Martin Heidegger

David Bohm

Heraclitus

Buddha
THE BOOK IS FINISHED
THINKING IS NOT
The “Why” of this website:
Although I finished writing the book A Refreshing and Rethinking Retrieval of Greek Thinking (University of Toronto Press, 2024), the thinking there is not finished.
My thinking continues. I might say that the “thinking” that is central to the book will never be finished.
This website “continues” the thinking.
My inspiration is to use this form of communication to “continue,” in order to share new or additional experiences, thinkings – thinking awareness as experience.
The words and word-images that appear here are meant as invitations and challenges, not as completed “stuff.” Thus each entry is “Just to put it out there”!
The “Big Questions” in front of us:
Following where the book “stops,” the key areas for further thinking are:
a. The necessary and unavoidable move from Ereignis to Eignis/eignen in Heidegger’s thinking. (See Entry #1)
b. The nondual dynamic of radiant emptiness in its no-form or formlessness. How difficult it is to go there. It is hidden in itself, hidden from us, invisible no-form emptiness. (See Entry #2)
c. In terms of “time,” the nondual dynamic of radiant emptiness in its timelessness. That is, the dynamic is beyond time as we know it or can measure it.
d. In terms of the nondual dynamic of radiant emptiness, how timeless and formless awareness takes us beyond the “anthropic principle” and the concept of “intelligent design.”
e.
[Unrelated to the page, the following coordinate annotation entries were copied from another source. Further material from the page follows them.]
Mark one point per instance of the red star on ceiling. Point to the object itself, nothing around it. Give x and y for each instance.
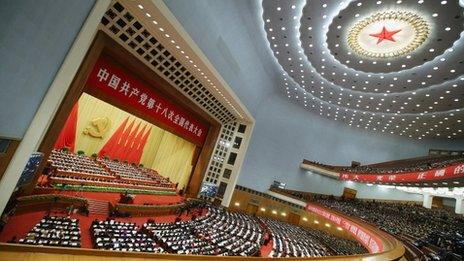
(385, 35)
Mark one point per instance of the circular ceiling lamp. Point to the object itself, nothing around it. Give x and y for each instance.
(417, 94)
(388, 34)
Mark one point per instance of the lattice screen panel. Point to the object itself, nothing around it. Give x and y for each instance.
(220, 154)
(130, 33)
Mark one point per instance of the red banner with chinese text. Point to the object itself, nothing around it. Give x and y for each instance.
(369, 240)
(450, 172)
(115, 82)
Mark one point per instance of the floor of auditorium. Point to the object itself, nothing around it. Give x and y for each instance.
(20, 224)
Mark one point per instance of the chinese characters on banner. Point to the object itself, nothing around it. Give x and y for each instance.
(113, 81)
(453, 171)
(364, 236)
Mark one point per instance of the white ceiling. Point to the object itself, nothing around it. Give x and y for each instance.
(418, 94)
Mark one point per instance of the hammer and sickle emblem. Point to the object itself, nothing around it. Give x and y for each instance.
(97, 127)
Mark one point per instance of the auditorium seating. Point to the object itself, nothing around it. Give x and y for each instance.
(128, 171)
(406, 165)
(438, 227)
(422, 165)
(293, 241)
(122, 236)
(218, 233)
(339, 246)
(54, 231)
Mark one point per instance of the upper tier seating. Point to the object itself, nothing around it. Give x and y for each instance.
(293, 241)
(435, 226)
(411, 165)
(122, 236)
(69, 162)
(218, 233)
(422, 165)
(54, 231)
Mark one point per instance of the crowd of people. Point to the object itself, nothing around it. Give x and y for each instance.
(74, 163)
(438, 227)
(54, 231)
(74, 169)
(133, 172)
(122, 236)
(423, 165)
(415, 166)
(219, 232)
(209, 230)
(293, 241)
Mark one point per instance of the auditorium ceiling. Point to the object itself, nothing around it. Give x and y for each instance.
(390, 66)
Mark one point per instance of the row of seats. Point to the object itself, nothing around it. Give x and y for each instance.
(70, 162)
(292, 241)
(435, 226)
(54, 231)
(218, 233)
(81, 170)
(125, 170)
(122, 236)
(413, 167)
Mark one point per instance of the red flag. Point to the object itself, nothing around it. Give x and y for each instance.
(141, 146)
(67, 137)
(119, 149)
(131, 157)
(112, 143)
(129, 143)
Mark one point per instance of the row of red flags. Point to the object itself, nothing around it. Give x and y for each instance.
(126, 143)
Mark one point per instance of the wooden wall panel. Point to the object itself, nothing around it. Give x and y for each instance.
(6, 157)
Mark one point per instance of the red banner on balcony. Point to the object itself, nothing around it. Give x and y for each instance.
(368, 239)
(115, 82)
(450, 172)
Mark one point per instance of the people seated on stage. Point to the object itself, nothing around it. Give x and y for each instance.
(132, 172)
(74, 163)
(80, 170)
(54, 231)
(217, 233)
(292, 241)
(122, 236)
(409, 221)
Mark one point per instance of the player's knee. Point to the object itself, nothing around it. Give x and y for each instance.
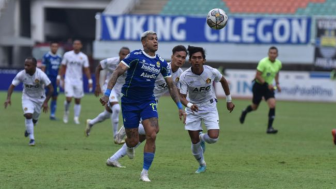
(28, 116)
(131, 142)
(151, 136)
(212, 140)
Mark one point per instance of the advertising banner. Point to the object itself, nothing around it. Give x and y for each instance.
(244, 30)
(297, 86)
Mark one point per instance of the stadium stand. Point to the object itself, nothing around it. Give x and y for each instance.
(2, 6)
(251, 7)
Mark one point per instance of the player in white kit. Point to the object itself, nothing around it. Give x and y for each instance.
(73, 62)
(33, 96)
(198, 95)
(112, 109)
(177, 61)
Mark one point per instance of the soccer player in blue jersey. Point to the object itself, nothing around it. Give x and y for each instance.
(138, 102)
(51, 62)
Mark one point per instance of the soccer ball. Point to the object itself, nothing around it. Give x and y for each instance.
(217, 19)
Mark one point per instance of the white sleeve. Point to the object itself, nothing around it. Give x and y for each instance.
(217, 74)
(183, 86)
(103, 64)
(45, 79)
(86, 62)
(65, 59)
(18, 78)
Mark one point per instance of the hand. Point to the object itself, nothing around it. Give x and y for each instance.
(90, 87)
(194, 108)
(230, 106)
(279, 88)
(271, 87)
(7, 102)
(182, 115)
(103, 100)
(45, 107)
(97, 90)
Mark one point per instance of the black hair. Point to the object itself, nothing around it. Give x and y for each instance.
(32, 59)
(179, 48)
(273, 47)
(124, 48)
(193, 49)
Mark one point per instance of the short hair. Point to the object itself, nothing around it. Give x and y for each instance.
(179, 48)
(273, 47)
(32, 59)
(53, 42)
(124, 48)
(146, 33)
(193, 49)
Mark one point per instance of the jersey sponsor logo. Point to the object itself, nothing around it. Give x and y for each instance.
(150, 68)
(201, 89)
(163, 85)
(151, 76)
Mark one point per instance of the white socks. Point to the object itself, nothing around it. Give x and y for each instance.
(115, 118)
(197, 151)
(30, 128)
(66, 106)
(77, 109)
(205, 137)
(101, 117)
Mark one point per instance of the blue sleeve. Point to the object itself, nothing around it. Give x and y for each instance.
(165, 69)
(132, 57)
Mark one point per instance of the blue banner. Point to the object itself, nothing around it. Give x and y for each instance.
(245, 30)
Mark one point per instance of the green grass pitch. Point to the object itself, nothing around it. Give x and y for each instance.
(301, 155)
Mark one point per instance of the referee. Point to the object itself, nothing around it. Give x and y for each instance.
(267, 70)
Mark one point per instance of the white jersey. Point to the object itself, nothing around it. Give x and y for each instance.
(161, 86)
(199, 88)
(75, 63)
(33, 85)
(110, 65)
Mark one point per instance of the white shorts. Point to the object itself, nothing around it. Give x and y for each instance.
(74, 89)
(194, 120)
(30, 107)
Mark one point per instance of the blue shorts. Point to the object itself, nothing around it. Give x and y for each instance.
(54, 84)
(134, 112)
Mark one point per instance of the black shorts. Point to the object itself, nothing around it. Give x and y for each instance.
(260, 91)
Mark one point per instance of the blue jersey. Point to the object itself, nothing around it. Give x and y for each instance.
(52, 64)
(141, 76)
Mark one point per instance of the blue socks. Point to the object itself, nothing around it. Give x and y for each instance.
(148, 159)
(53, 105)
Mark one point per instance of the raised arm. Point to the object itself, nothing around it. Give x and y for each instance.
(88, 75)
(97, 74)
(45, 103)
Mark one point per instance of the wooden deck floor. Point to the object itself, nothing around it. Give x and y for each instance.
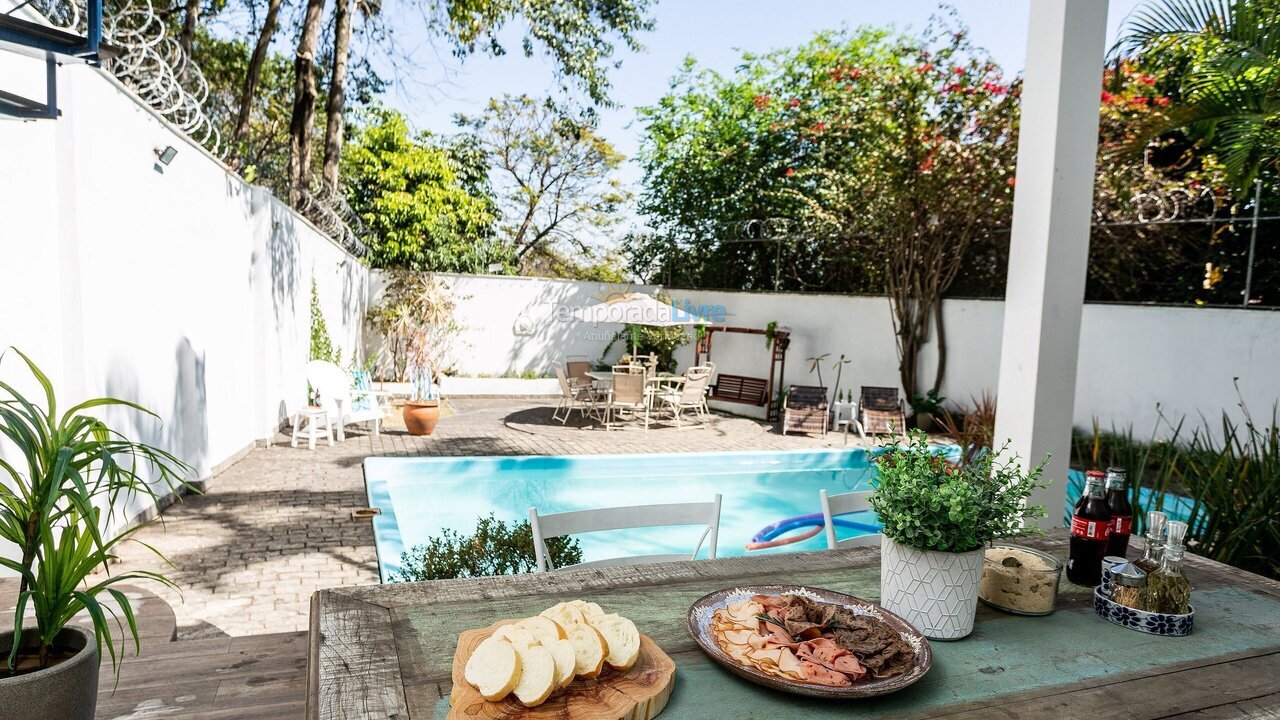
(259, 677)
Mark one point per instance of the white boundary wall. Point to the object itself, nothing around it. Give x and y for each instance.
(182, 288)
(1132, 358)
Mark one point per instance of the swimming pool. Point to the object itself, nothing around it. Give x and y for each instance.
(421, 496)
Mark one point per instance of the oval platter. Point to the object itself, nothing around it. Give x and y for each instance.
(699, 627)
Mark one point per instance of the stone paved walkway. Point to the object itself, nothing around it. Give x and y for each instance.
(277, 525)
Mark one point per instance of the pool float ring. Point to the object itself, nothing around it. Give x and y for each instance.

Revisiting awareness in its all-encompassing dynamic.
f. Given the openings that I try to show in the book, more on how we humans can experience this formless, timeless dynamic.
g. In a book such as this one, both the way of saying (languaging) and the writing style are unique to the project. What kind of writer does it call for? (See Entry #3)
As the work of the book continues, the first entries will have these seven areas in mind.
Note that the openings from within my book include buddha mind, dao, the field of energy of quantum potential, Heidegger’s beyng/Ereignis (and now Eignis-eignen!) – and above all the thinking and sayings of the early Greek thinkers (primarily Heraclitus, Parmenides – and then Thales, Anaxagoras, Anaximander and Anaximenes).